Performs stratified sampling of an overrepresented group (X) to match the distribution of an underrepresented group (Y) based on one or more grouping variables (e.g., ancestry).

Usage

split_stratified_ancestry_sets(
  X,
  Y,
  MX,
  MY,
  g_col = NULL,
  id_col = NULL,
  seed = NULL
)

Arguments

X

A numeric matrix (samples × features) for the overrepresented group. Row names must be sample IDs.

Y

A numeric matrix (samples × features) for the underrepresented group. Row names must be sample IDs.

MX

A data frame of metadata for `X`, with the same number of rows.
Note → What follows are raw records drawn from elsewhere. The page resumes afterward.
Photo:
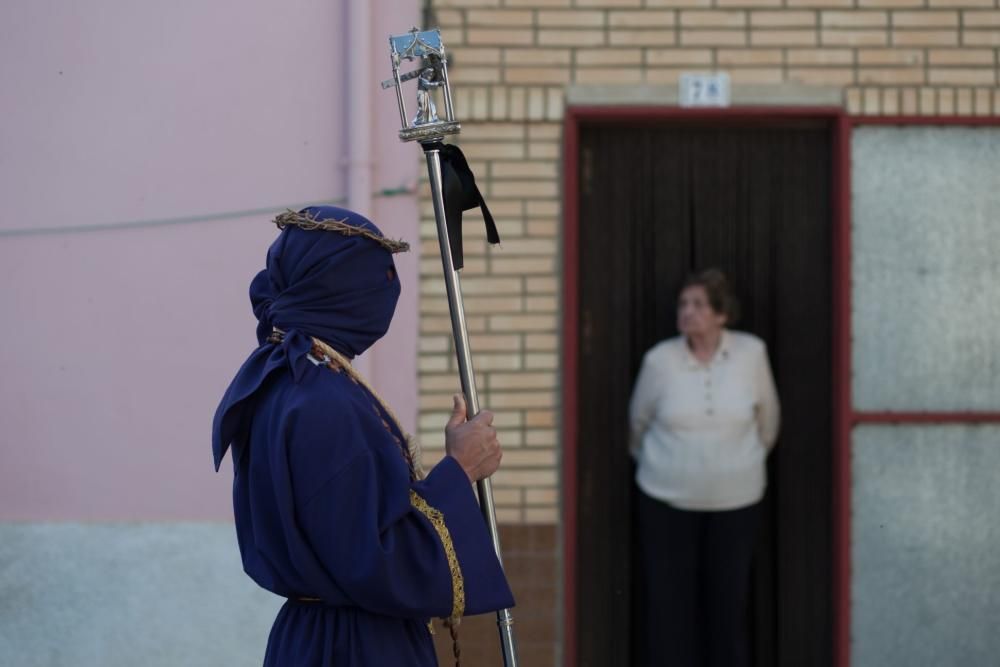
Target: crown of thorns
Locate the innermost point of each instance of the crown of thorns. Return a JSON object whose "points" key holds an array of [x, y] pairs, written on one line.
{"points": [[309, 223]]}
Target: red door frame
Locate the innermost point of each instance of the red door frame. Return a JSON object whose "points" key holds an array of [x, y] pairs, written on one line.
{"points": [[845, 418]]}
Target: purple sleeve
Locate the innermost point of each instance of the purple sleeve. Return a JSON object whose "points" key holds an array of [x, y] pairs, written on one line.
{"points": [[401, 550]]}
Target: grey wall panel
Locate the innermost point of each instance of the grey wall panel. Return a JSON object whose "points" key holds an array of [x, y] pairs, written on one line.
{"points": [[926, 268], [925, 546], [121, 595]]}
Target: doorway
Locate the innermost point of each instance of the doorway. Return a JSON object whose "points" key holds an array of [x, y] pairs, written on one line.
{"points": [[654, 201]]}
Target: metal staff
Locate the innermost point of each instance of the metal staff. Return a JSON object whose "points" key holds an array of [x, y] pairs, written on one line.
{"points": [[427, 128]]}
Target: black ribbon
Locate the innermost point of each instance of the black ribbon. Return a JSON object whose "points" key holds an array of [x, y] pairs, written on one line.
{"points": [[460, 194]]}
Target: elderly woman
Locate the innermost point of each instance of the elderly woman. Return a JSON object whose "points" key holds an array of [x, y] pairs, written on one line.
{"points": [[704, 415]]}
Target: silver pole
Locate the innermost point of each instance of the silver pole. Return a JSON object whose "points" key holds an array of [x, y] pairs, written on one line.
{"points": [[505, 621]]}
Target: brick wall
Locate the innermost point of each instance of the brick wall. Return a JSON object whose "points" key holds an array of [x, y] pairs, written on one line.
{"points": [[513, 61]]}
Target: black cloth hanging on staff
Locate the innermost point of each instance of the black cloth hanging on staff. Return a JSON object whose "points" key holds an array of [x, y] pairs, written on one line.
{"points": [[460, 194]]}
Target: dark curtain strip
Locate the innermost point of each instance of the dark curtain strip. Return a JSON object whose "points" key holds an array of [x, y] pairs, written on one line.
{"points": [[657, 202]]}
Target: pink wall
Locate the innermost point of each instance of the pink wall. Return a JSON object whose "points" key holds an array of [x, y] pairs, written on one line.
{"points": [[120, 343]]}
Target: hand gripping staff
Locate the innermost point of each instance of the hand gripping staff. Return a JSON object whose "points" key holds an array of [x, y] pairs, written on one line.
{"points": [[453, 190]]}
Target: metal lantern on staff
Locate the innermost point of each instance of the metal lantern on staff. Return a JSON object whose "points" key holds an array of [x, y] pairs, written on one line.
{"points": [[453, 190]]}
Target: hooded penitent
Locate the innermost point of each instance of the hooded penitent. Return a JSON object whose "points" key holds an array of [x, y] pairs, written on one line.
{"points": [[330, 510], [322, 281]]}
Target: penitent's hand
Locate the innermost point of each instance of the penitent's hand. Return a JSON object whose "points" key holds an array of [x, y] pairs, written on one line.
{"points": [[472, 443]]}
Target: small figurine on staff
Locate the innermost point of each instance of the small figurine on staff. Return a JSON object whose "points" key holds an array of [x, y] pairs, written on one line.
{"points": [[428, 81]]}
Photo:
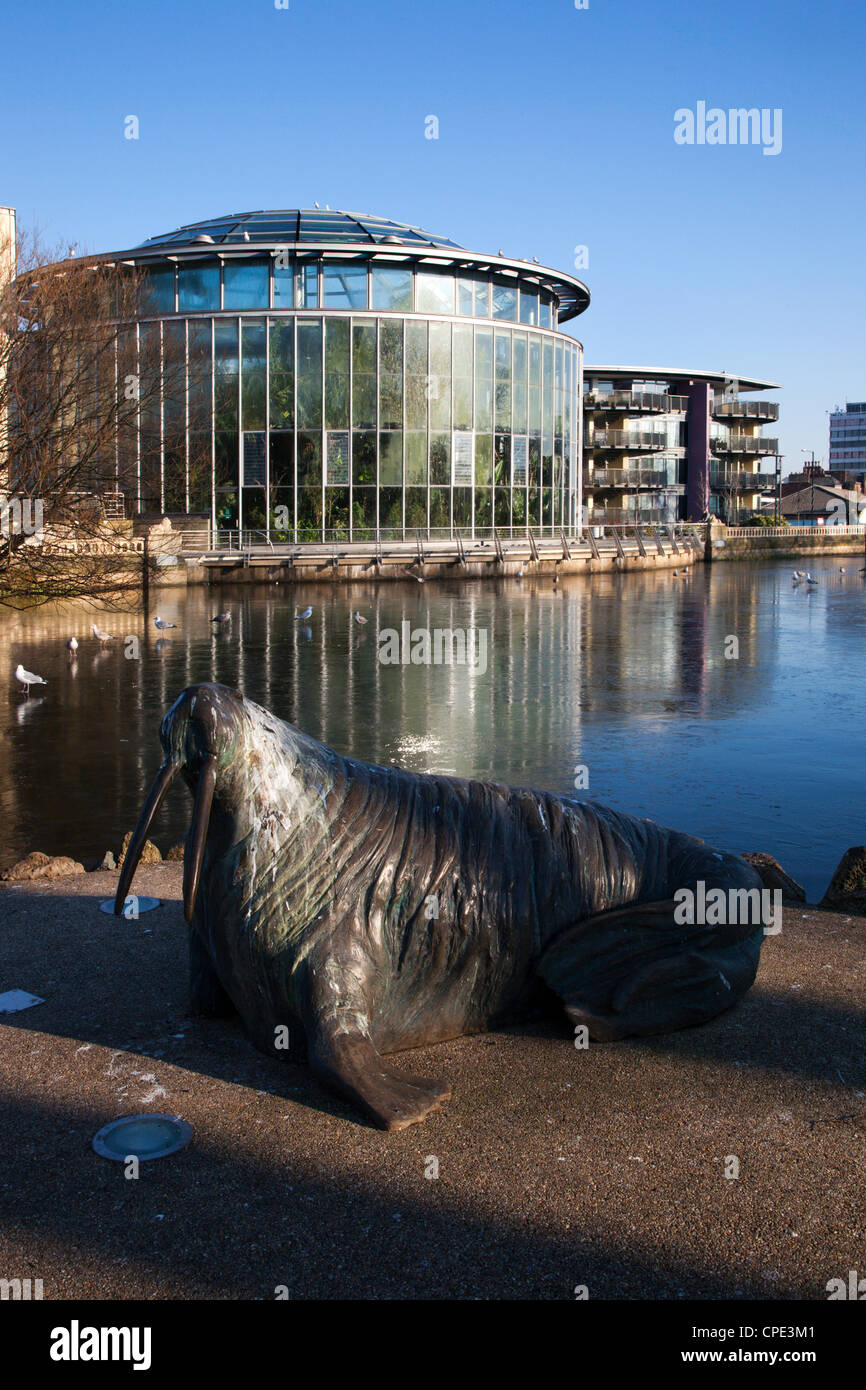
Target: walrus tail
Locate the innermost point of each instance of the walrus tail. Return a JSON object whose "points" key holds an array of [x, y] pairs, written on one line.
{"points": [[635, 972]]}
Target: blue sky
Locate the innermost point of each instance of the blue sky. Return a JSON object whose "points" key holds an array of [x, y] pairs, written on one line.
{"points": [[555, 131]]}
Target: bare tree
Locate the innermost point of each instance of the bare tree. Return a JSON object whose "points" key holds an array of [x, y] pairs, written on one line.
{"points": [[81, 409]]}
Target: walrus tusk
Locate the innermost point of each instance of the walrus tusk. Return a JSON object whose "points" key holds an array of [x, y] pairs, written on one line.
{"points": [[198, 834], [163, 781]]}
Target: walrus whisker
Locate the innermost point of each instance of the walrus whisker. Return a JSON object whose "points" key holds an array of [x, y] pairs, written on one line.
{"points": [[156, 797], [198, 833]]}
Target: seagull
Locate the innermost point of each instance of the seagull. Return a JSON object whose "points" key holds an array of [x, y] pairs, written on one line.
{"points": [[28, 679]]}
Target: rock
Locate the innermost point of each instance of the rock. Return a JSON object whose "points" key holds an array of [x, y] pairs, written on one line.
{"points": [[150, 855], [847, 891], [42, 866], [773, 876]]}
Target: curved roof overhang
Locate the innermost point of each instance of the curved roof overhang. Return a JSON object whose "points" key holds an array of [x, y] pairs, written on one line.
{"points": [[573, 295], [683, 375]]}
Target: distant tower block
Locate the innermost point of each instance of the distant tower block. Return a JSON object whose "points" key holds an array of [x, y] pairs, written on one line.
{"points": [[9, 242]]}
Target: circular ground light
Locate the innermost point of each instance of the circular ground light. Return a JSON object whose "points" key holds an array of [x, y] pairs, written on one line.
{"points": [[142, 1137], [132, 905]]}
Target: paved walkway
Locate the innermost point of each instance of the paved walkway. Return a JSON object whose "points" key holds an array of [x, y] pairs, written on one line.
{"points": [[556, 1168]]}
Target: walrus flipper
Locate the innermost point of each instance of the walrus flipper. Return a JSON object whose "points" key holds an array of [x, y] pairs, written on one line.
{"points": [[344, 1057], [635, 972], [207, 998]]}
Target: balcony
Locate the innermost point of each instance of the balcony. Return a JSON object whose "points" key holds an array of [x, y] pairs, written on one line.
{"points": [[626, 516], [738, 481], [744, 444], [627, 441], [745, 409], [635, 402], [624, 478]]}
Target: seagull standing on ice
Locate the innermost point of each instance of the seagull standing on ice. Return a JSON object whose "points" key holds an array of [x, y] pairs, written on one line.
{"points": [[28, 679]]}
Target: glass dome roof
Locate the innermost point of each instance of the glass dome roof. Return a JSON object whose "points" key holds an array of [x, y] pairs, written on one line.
{"points": [[296, 227]]}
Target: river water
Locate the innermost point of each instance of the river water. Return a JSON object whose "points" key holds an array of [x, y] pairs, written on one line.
{"points": [[627, 684]]}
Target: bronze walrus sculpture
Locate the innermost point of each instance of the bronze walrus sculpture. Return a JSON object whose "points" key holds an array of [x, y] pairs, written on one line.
{"points": [[367, 909]]}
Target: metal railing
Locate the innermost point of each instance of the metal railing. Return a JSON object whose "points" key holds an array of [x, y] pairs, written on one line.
{"points": [[624, 516], [744, 444], [742, 481], [627, 439], [652, 401], [727, 409], [744, 533], [626, 478]]}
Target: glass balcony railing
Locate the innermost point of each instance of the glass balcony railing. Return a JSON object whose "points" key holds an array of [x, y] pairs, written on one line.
{"points": [[655, 402], [627, 439], [741, 481], [626, 516], [744, 444], [734, 409], [626, 478]]}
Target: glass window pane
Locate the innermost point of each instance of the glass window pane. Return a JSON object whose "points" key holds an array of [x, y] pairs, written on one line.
{"points": [[245, 284], [391, 345], [307, 285], [345, 287], [391, 287], [282, 345], [416, 459], [528, 306], [391, 459], [253, 344], [484, 352], [434, 293], [505, 299], [284, 282], [199, 287], [416, 348], [363, 348], [157, 291], [337, 345]]}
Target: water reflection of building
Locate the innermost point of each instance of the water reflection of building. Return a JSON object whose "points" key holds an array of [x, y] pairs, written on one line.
{"points": [[572, 672]]}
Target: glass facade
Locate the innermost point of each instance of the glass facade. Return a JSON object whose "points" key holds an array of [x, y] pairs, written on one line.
{"points": [[360, 396]]}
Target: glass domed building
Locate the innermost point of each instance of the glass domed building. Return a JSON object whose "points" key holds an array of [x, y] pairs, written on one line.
{"points": [[348, 375]]}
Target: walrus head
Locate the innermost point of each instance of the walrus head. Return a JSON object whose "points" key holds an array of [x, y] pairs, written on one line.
{"points": [[199, 737]]}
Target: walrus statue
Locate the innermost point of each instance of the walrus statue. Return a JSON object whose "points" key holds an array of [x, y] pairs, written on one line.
{"points": [[359, 911]]}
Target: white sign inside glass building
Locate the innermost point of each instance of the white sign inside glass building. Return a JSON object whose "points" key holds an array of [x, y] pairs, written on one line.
{"points": [[462, 459]]}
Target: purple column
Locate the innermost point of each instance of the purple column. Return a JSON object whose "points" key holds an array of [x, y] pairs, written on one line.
{"points": [[698, 451]]}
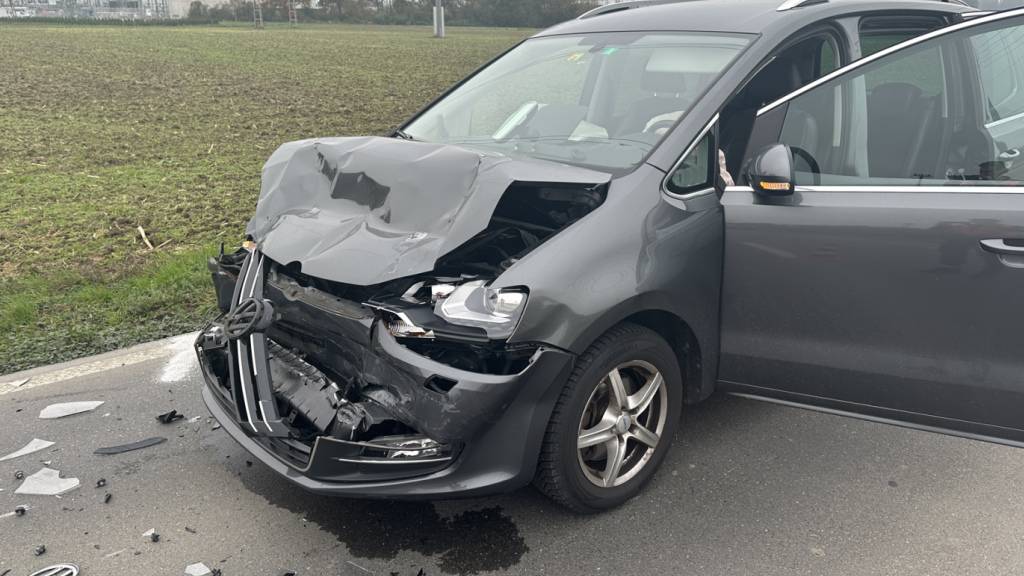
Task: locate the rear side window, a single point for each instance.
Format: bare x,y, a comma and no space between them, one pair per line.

Must align with `X` either by row order or `id_col`.

MY

A data frame of metadata for `Y`, same format and row count as `Y`.

g_col

Optional character vector of column names in metadata to stratify by (e.g., ancestry, sex). If `NULL`, all samples are grouped together.

id_col

Optional column name in `MX` and `MY` that holds sample IDs. If `NULL`, metadata is matched to expression matrices by rownames.

seed

Optional numeric seed for reproducibility of sampling.

Value

A list with the following elements:

train

A list with matrix, metadata, and sample IDs for the training set.

test

A list with matrix, metadata, and sample IDs for the testing set.

inference

A list with matrix, metadata, and sample IDs for the inference set (group Y).

strata_info

A summary list of usable, missing, and insufficient strata.

Details

Sample IDs must be provided as rownames in both expression matrices. If `id_col` is specified, it must match those rownames exactly in the metadata.